Sectigo Adds MCP Server to Certificate Management Platform
Sectigo has made available a Model Context Protocol (MCP) server that makes it possible for artificial intelligence (AI) agents to invoke its certificate lifecycle management (CLM) platform.
Jason Soroko, a senior fellow at Sectigo, said that as organizations begin to deploy AI agents at scale, the MCP Server for Sectigo Certificate Manager (SCM) enables cybersecurity teams to issue, revoke, replace, renew and approve digital certificates at scale.
Additionally, cybersecurity teams can automate those workflows or use natural language to perform those tasks, generate reports or search for specific certificates, noted Soroko.
Automating those workflows, however, using, for example, the Automated Certificate Management Environment (ACME) protocol will become increasingly crucial as the number of days before a certificate needs to be reissued continues to shrink, added Soroko. Longer term, many of those workflows will also make use of an open source Secure Production Identity Framework for Everyone (SPIFFE) framework that replaces long-lived keys and passwords with cryptographically verifiable machine identities that are dynamically issued.
Cybersecurity teams will also need to adopt a Merkle tree, also known as a hash tree, to create a structure through which AI agents can be securely given access to large amounts of related data, said Soroko.
Finally, cybersecurity teams will also need to account for the fact that the certificates being issued to AI agents are going to be significantly larger than previous generations of certificates, he added.
Most cybersecurity teams either have or soon will be revisiting how they manage certificates in anticipation of the fact that quantum computers sometime in the next three years will start breaking legacy encryption keys. The certificates that are issued to humans and AI agents alike will need to be based on quantum-resistant algorithms that have already been developed.
Most organizations are still in the early stages of that transition, but the rise of AI agents is likely to force the issue. As thousands of AI agents are deployed in the months ahead, most organizations would be well-advised to start issuing certificates to them that are based on quantum-resistant algorithms rather than at some time in the future having to upgrade them.
The one thing that is certain is AI agents provide a tempting target. Adversaries that gain control over an AI agent will be able to compromise entire workflows. It’s also probable cybercriminals will look to insert malicious AI agents into those workflows. Sectigo is making a case for extending a CLM platform that already serves more than 700,000 organizations to now include AI agents.
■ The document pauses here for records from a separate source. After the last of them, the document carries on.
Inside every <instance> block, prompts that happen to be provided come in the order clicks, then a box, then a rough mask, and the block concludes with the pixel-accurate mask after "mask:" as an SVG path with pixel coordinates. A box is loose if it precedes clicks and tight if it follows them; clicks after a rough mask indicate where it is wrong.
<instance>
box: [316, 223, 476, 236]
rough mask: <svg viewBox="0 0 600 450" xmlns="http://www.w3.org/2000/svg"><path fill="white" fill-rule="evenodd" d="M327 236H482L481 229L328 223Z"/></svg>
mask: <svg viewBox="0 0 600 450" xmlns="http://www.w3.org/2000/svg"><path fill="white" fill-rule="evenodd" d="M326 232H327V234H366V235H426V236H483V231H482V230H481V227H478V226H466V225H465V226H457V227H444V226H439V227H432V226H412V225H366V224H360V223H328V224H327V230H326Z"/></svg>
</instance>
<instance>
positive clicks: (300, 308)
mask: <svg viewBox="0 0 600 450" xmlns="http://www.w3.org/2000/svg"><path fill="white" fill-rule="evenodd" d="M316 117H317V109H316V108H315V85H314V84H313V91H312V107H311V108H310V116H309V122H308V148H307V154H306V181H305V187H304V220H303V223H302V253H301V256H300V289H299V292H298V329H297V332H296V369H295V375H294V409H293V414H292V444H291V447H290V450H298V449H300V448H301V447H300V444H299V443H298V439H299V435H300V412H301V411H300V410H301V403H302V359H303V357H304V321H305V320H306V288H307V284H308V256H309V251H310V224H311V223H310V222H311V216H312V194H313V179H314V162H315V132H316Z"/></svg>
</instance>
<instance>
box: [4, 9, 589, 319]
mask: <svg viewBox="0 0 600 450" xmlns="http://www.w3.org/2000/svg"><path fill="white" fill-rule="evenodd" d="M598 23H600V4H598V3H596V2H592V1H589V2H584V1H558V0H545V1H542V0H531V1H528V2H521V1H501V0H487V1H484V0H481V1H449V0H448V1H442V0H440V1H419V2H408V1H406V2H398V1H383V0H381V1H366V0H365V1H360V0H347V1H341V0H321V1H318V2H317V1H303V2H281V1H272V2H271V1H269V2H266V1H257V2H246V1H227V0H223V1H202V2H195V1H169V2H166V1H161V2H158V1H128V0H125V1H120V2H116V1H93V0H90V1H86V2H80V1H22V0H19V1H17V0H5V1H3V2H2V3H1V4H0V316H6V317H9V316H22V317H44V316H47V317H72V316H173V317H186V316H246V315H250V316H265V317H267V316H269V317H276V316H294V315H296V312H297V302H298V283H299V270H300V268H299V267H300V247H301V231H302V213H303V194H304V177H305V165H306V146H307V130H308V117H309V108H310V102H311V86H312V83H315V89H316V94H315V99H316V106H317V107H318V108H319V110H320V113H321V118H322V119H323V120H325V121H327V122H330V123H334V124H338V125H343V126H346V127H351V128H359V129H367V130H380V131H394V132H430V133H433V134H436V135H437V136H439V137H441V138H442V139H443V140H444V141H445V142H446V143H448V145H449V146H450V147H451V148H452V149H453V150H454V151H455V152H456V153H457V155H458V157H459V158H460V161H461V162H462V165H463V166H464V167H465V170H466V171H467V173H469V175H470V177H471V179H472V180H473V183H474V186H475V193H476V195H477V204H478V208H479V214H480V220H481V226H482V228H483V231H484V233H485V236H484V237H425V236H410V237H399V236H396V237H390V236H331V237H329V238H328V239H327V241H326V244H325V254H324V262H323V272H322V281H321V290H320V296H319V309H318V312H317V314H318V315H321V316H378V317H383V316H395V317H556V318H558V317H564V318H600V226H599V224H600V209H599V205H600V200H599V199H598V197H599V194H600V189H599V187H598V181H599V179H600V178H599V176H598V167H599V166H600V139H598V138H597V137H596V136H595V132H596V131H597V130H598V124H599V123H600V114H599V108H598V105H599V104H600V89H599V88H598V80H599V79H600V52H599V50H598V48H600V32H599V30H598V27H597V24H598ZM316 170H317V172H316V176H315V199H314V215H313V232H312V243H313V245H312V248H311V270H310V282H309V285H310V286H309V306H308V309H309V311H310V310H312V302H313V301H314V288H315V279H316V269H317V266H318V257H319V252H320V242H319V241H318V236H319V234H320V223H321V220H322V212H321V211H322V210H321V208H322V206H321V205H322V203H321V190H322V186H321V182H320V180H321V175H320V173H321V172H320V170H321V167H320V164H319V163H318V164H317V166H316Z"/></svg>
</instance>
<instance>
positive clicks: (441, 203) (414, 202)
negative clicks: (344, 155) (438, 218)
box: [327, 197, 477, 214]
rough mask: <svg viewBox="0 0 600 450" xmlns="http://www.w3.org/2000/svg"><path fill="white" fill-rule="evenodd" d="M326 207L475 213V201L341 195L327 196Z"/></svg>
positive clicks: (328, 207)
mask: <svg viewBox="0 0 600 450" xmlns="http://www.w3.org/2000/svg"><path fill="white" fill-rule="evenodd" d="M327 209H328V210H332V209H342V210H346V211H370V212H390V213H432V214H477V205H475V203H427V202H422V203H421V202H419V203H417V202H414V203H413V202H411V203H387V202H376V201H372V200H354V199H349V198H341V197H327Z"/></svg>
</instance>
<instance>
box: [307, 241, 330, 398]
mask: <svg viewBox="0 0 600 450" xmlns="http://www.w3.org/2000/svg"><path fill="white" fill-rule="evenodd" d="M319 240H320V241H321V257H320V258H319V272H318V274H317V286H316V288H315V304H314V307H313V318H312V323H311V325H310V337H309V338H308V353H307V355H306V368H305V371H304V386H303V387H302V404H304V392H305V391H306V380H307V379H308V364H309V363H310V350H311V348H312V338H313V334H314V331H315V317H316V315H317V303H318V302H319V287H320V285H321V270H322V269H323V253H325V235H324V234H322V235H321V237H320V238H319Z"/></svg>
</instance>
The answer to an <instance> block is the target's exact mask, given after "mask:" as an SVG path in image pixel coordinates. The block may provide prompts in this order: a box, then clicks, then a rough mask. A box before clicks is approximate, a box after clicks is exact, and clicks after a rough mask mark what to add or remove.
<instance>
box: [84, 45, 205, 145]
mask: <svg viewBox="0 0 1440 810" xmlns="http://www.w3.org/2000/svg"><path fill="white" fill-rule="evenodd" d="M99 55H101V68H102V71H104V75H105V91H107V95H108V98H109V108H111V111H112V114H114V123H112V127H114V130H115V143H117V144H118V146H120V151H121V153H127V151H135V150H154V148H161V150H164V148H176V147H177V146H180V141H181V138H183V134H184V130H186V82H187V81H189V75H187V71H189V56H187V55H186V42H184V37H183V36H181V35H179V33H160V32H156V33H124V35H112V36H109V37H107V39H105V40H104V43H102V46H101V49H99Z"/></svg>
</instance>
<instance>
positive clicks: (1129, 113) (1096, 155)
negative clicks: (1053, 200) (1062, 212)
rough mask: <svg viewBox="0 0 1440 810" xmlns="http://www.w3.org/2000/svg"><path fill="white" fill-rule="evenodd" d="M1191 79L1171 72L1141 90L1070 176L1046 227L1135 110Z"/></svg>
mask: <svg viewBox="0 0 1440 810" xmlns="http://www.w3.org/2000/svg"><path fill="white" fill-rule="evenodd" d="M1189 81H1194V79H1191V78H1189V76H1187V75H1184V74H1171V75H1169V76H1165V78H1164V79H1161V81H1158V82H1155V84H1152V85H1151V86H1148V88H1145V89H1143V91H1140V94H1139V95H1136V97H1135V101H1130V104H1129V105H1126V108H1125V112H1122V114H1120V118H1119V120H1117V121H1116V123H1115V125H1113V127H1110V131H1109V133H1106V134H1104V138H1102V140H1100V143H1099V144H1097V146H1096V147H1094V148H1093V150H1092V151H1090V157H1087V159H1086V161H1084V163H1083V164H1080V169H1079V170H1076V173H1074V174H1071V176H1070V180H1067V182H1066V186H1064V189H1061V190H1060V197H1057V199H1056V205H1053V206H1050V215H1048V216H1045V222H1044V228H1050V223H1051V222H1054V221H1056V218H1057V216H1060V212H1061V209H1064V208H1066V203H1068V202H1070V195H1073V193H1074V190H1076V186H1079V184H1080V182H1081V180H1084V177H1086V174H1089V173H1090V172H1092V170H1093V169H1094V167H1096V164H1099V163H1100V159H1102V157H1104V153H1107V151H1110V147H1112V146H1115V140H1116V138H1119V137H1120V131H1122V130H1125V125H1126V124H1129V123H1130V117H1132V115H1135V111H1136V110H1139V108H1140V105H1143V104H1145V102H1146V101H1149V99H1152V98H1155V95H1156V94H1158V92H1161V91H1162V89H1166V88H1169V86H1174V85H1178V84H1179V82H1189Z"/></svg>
Regardless of approach, the management of certificates will become more challenging in the agentic AI era. In fact, it’s probable the total cost of cybersecurity will rise considerably in the age of AI even as more cybersecurity workflows become more automated. After all, each time an AI agent is deployed the overall size of the attack surface that needs to be defended just increases that much more. The challenge and the opportunity now is to determine the best way to achieve that goal in a way organizations can hope to afford.